??從PostgreSQL 9.0開始,基於預寫日志(Write Ahead Log, WAL)的可讀復制(PITR)更是成為了官方提供的異步主從復制(Master-Slave Replication)解決方案,該方案擁有如下優點:
a.使用預寫日志記錄數據庫的改動,不額外增加服務端的其他負荷。
b.當主服務器失敗(如斷電、系統崩潰、災難)時,不會丟失任何數據。
c.支持基於流和基於檔案的兩種日志傳輸方案。
d.備用服務器可作為負載均衡節點提供讀請求。
e.支持多個或多級備用服務器。
??主服務器在接受到每個事務請求時,將數據改動用預寫日志(WAL)記錄。具體而言,事務采用兩段提交(Two Phase Commit),即先將改動寫入預寫日志,然後再實際改動數據庫。這樣可以保證預寫日志的時間戳永遠不落後於數據庫,即便是正在寫入時服務器突然崩潰,重啟以後也可以依據預寫日志將數據恢復,因為預寫日志保留了比數據庫記錄中更新的版本。PostgreSQL的異步復制解決方案正是利用了預寫日志,將預寫日志從主服務器(Master Sever)傳輸到備用服務器(Standby Server),然後在備用服務器上回放(Replay)出預寫日志中記錄改動,從而實現主從復制。PostgreSQL使用了兩種方式傳輸預寫日志:存檔式(archive)和流式(streaming)。

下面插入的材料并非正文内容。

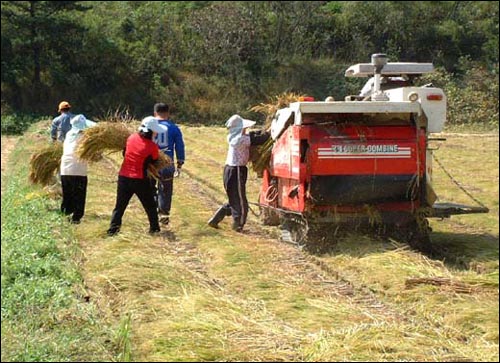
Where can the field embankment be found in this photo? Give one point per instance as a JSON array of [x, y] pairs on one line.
[[199, 294]]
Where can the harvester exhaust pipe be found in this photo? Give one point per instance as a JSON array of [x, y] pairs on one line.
[[379, 60]]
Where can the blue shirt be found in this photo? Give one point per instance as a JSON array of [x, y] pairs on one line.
[[171, 140], [60, 126]]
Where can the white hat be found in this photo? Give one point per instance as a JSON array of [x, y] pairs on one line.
[[150, 123], [80, 122], [236, 121]]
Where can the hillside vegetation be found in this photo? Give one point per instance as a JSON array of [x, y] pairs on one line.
[[198, 294], [211, 59]]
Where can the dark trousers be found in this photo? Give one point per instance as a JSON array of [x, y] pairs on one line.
[[74, 189], [235, 179], [127, 187], [165, 190]]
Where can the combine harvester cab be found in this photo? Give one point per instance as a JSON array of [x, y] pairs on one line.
[[358, 164]]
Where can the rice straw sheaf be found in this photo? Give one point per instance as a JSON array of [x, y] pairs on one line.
[[163, 162], [112, 137], [260, 155], [45, 163], [104, 137]]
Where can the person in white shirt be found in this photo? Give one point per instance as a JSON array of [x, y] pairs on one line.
[[74, 171], [236, 171]]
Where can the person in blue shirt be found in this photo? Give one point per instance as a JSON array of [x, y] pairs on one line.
[[61, 124], [169, 142]]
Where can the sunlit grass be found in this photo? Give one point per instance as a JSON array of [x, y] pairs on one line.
[[199, 294]]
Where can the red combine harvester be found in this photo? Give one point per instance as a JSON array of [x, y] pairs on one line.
[[360, 163]]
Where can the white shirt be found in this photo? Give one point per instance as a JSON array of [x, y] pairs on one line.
[[238, 152], [70, 164]]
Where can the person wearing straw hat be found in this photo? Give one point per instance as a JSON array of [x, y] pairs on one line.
[[74, 171], [139, 152], [169, 142], [236, 171], [61, 124]]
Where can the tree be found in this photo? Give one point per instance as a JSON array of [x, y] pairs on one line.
[[39, 34]]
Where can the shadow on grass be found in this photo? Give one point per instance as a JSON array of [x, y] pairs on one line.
[[464, 250], [461, 251]]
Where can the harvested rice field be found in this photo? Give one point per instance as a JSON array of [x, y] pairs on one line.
[[194, 293]]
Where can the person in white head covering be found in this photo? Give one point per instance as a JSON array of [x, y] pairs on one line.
[[74, 171], [139, 152], [236, 171]]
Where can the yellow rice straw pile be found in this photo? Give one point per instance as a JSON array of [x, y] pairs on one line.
[[45, 163], [275, 103], [260, 155], [112, 137], [104, 137]]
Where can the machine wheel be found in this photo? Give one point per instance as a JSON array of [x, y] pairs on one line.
[[312, 237], [269, 217]]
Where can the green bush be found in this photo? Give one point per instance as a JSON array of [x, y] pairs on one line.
[[15, 124]]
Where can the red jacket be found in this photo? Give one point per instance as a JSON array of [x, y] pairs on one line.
[[139, 152]]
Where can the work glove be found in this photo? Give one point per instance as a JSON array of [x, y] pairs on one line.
[[177, 171]]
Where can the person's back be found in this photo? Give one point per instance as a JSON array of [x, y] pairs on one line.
[[62, 123], [171, 143]]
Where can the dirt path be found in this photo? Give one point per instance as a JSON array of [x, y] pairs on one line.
[[8, 143]]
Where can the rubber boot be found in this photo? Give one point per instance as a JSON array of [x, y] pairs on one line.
[[237, 227], [217, 217]]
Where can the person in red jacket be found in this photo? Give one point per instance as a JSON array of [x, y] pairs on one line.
[[139, 152]]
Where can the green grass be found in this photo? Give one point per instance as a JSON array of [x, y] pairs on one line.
[[199, 294], [44, 313]]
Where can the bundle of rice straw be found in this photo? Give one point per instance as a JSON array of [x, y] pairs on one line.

??存檔式復制的原理是主服務器將預寫日志主動拷貝到一個安全的位置(可以直接到備用服務器,也可以是第三台服務器),同時備用服務器定期掃描這個位置,並將預寫日志拷貝到備用服務器端然後再回放。這樣即使主服務器崩潰了,備用服務器也可以從這個安全的位置獲取到一份完整的記錄,以確保任何數據不會丟失。而流式復制則簡化了這一個步驟,由主服務器直接通過TCP協議向備用服務器傳輸日志,避免了兩次復制的開銷,有利於減小備用服務器和主服務器直接的數據延時。但當主服務器崩潰時,未被傳輸到備用服務器的日志則會丟失,造成數據損失。PostgreSQL支持存檔式和流式兩種模式的混合,當兩種模式都開啟時,備用服務器會定期檢查是否有存檔已經到達指定的位置,並回放日志。一旦檢測到指定的位置沒有新的日志,則會切換到流式模式試圖直接從網絡傳輸日志,接著再檢查存檔,不斷重復這一循環。
需求:master和slave作為主從流復制,當master宕機後,slave切換為新主繼續服務;然而當master恢復故障後,作為從重新加入主從流復制。
主的基本配置請參考http://blog.csdn.net/yanggd1987/article/details/51150190,以下是需更改添加的地方。
1.創建復制用戶
postgres=# create user rep replication password 'reptest';
CREATE ROLE
postgres=# \du
List of roles
Role name | Attributes | Member of
-----------+------------------------------------------------+-----------
postgres | Superuser, Create role, Create DB, Replication | {}
rep | Replication | {}
2.設置pg_hba.conf
#允許slave訪問
vim pg_hba.conf
host replication rep 10.10.10.61/8 md5
3.設置主庫postgresql.conf
wal_level = hot_standby # write ahead log,流復制時為hot_standby
hot_standby = on
max_wal_senders = 2 # 流復制的最大連接數
wal_keep_segments = 16 # 流復制保留的最大xlog數
其中為了在備機服務器上開啟“只讀”查詢,wal_level必須設置成“hot_standby”. 但是,如果你一直不會在stand-by模式下連接到備機,你可以選擇“archive”,archive模式只會將主上的wal日志記錄備份到備用服務器上。
4.重啟數據庫
pg_ctl restart -D /data/pgsql/data
或者
pg_ctl stop -D /data/pgsql/data -m fast
pg_ctl start -D /data/pgsql/data -m fast
slave配置
1.創建數據目錄
mkdir -p /data/pgsql/data
chown -R postgres.postgres data
chmod 700 data
2.使用pg_backendup生成備庫
-bash-4.2$ pg_basebackup -D /data/pgsql/data -Fp -Xs -v -P -h 10.10.10.60 -p 5432 -U rep
Password:
transaction log start point: 0/2000020
pg_basebackup: starting background WAL receiver
20154/20154 kB (100%), 1/1 tablespace
transaction log end point: 0/20000E0
pg_basebackup: waiting for background process to finish streaming...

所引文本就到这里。